This article describes how Azure Active Directory can be configured as a SAML based External-Identity provider that can authenticate Software AG Cloud users. Software AG Cloud supports only Service Provider Initiated SSO.
- Log on to Azure as a user with Administrator privileges.
- If your Azure account does not include users or groups, add them.
- Add a Web Security Service as an application and configure it. This example uses the Software AG Cloud gallery application
a. Go to the Azure Active Directory page and click Enterprise Applications.
b. Go to New application and search for Software AG Cloud application and add it to your profile.
c. Click on the Software AG Cloud application and navigate to the Set up single sign-on link.
d. In the Basic SAML Configuration section, complete the fields as shown below. For the Reply URL and Sign on URL values, go to Software AG Cloud, go to the Configuration tab, copy the Software AG Cloud redirect URI, and paste it in the fields.
e. The user attributes in the user attributes & claims section will be configured by default. The namespace for the attributes will be set by default and so the attribute name along with the namespace needs to be mapped in Software AG Cloud.

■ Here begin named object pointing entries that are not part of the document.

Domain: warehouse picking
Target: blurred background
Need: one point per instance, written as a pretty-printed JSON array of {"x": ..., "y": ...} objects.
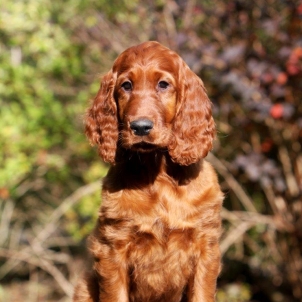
[{"x": 52, "y": 56}]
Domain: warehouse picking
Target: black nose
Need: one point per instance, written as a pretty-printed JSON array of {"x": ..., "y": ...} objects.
[{"x": 141, "y": 127}]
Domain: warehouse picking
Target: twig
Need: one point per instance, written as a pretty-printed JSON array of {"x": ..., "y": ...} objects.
[
  {"x": 22, "y": 256},
  {"x": 232, "y": 182}
]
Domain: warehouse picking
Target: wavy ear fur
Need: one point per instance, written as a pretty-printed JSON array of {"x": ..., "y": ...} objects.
[
  {"x": 101, "y": 120},
  {"x": 194, "y": 127}
]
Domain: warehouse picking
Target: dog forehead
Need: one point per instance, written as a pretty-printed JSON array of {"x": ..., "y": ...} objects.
[{"x": 147, "y": 55}]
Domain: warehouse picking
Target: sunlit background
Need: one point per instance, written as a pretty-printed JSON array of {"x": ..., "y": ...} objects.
[{"x": 52, "y": 56}]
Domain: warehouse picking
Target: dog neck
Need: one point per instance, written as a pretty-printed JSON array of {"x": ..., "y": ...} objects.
[{"x": 141, "y": 169}]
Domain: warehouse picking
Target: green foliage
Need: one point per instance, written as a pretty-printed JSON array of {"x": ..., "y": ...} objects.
[{"x": 52, "y": 55}]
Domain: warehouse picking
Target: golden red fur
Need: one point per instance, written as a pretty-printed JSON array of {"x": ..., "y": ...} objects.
[{"x": 157, "y": 236}]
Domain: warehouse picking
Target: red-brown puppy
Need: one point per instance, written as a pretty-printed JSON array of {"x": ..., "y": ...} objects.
[{"x": 157, "y": 235}]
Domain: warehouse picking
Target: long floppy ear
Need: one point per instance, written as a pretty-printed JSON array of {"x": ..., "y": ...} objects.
[
  {"x": 101, "y": 120},
  {"x": 194, "y": 127}
]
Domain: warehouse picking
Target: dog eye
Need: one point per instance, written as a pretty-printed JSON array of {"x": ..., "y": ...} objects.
[
  {"x": 163, "y": 85},
  {"x": 127, "y": 86}
]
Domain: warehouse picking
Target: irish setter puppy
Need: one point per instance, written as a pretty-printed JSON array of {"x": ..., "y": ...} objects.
[{"x": 157, "y": 235}]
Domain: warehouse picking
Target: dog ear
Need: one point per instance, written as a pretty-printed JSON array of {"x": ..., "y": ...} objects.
[
  {"x": 101, "y": 120},
  {"x": 194, "y": 127}
]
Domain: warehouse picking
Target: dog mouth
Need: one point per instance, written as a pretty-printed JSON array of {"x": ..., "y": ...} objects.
[{"x": 143, "y": 147}]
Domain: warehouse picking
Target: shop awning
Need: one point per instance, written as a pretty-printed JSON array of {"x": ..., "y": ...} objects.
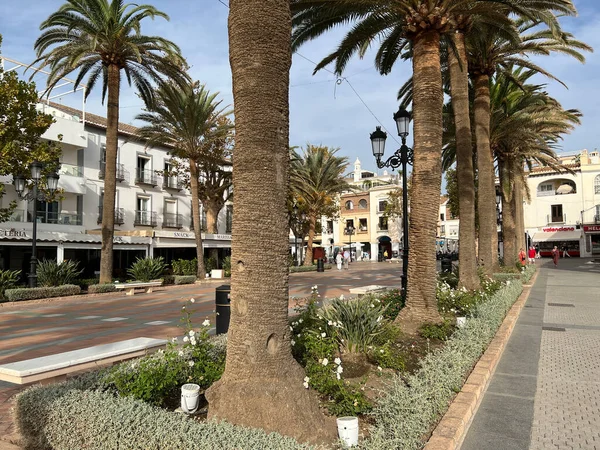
[{"x": 558, "y": 236}]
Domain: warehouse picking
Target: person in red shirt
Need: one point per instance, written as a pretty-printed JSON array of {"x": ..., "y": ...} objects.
[{"x": 531, "y": 255}]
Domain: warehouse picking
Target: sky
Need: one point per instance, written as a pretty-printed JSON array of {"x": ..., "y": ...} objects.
[{"x": 324, "y": 109}]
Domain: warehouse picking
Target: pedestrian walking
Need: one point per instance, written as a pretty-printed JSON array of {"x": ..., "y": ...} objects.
[
  {"x": 555, "y": 256},
  {"x": 531, "y": 255},
  {"x": 522, "y": 257},
  {"x": 338, "y": 260}
]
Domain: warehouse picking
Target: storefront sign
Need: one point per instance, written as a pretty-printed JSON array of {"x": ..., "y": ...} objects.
[
  {"x": 554, "y": 230},
  {"x": 12, "y": 233}
]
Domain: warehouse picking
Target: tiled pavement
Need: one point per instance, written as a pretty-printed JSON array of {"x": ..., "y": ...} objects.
[
  {"x": 545, "y": 393},
  {"x": 33, "y": 329}
]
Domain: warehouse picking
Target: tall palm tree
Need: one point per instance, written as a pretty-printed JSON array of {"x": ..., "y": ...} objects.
[
  {"x": 317, "y": 178},
  {"x": 489, "y": 52},
  {"x": 262, "y": 385},
  {"x": 101, "y": 38},
  {"x": 187, "y": 119}
]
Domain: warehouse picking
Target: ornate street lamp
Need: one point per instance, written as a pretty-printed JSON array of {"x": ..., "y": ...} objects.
[
  {"x": 33, "y": 196},
  {"x": 401, "y": 157}
]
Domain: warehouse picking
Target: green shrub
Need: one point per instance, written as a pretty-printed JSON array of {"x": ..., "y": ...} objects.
[
  {"x": 419, "y": 400},
  {"x": 101, "y": 288},
  {"x": 51, "y": 274},
  {"x": 15, "y": 295},
  {"x": 8, "y": 280},
  {"x": 184, "y": 279},
  {"x": 227, "y": 266},
  {"x": 356, "y": 322},
  {"x": 147, "y": 269},
  {"x": 96, "y": 420},
  {"x": 185, "y": 266}
]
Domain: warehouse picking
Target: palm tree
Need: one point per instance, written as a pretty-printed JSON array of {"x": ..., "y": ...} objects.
[
  {"x": 262, "y": 385},
  {"x": 490, "y": 52},
  {"x": 186, "y": 119},
  {"x": 317, "y": 178},
  {"x": 101, "y": 38}
]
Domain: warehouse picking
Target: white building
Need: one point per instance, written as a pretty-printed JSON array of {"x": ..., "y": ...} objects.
[{"x": 152, "y": 216}]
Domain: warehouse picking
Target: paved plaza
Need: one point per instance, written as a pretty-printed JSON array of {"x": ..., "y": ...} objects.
[{"x": 545, "y": 393}]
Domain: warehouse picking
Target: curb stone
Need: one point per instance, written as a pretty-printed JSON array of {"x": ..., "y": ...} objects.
[{"x": 452, "y": 429}]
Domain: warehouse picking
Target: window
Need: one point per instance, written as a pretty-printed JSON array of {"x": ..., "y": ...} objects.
[{"x": 557, "y": 215}]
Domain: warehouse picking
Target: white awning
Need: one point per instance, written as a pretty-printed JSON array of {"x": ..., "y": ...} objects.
[{"x": 558, "y": 236}]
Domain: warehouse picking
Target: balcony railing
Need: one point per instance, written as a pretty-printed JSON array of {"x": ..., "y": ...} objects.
[
  {"x": 119, "y": 215},
  {"x": 145, "y": 218},
  {"x": 172, "y": 183},
  {"x": 171, "y": 220},
  {"x": 70, "y": 169},
  {"x": 146, "y": 177},
  {"x": 120, "y": 175}
]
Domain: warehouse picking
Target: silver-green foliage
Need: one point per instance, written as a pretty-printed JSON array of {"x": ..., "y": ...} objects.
[
  {"x": 51, "y": 274},
  {"x": 411, "y": 406},
  {"x": 146, "y": 269},
  {"x": 100, "y": 421},
  {"x": 360, "y": 321}
]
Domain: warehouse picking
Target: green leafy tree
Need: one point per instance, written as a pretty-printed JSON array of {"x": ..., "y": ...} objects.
[
  {"x": 102, "y": 39},
  {"x": 317, "y": 179},
  {"x": 21, "y": 128},
  {"x": 189, "y": 120}
]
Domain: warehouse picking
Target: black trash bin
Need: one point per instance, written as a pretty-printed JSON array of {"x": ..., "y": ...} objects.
[
  {"x": 223, "y": 303},
  {"x": 320, "y": 265},
  {"x": 446, "y": 264}
]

f. Add an attribute named roles and set it to user.assignedroles.
g. If you want to import the Azure SAML settings into Software AG Cloud instead of entering them manually, go to the SAML Signing Certificate section in Azure Active Directory and either copy the App Federation Metadata URI or save the federation metadata to a file. Then import the metadata using this URL or file in Software AG Cloud.
h. To make users available for authentication, go to the Azure Software AG Cloud application, click Users and Groups, select the users to include in the Add user/group screen and click the Assign button.
You can grant access to all users in a group by assigning a role with the desired access permissions to the group.
You can also create and assign custom roles to this application from the App roles UI. Navigate to App Registrations and select the Software AG Cloud application and create new app roles.
Repeat step 3h to assign the new custom role to users.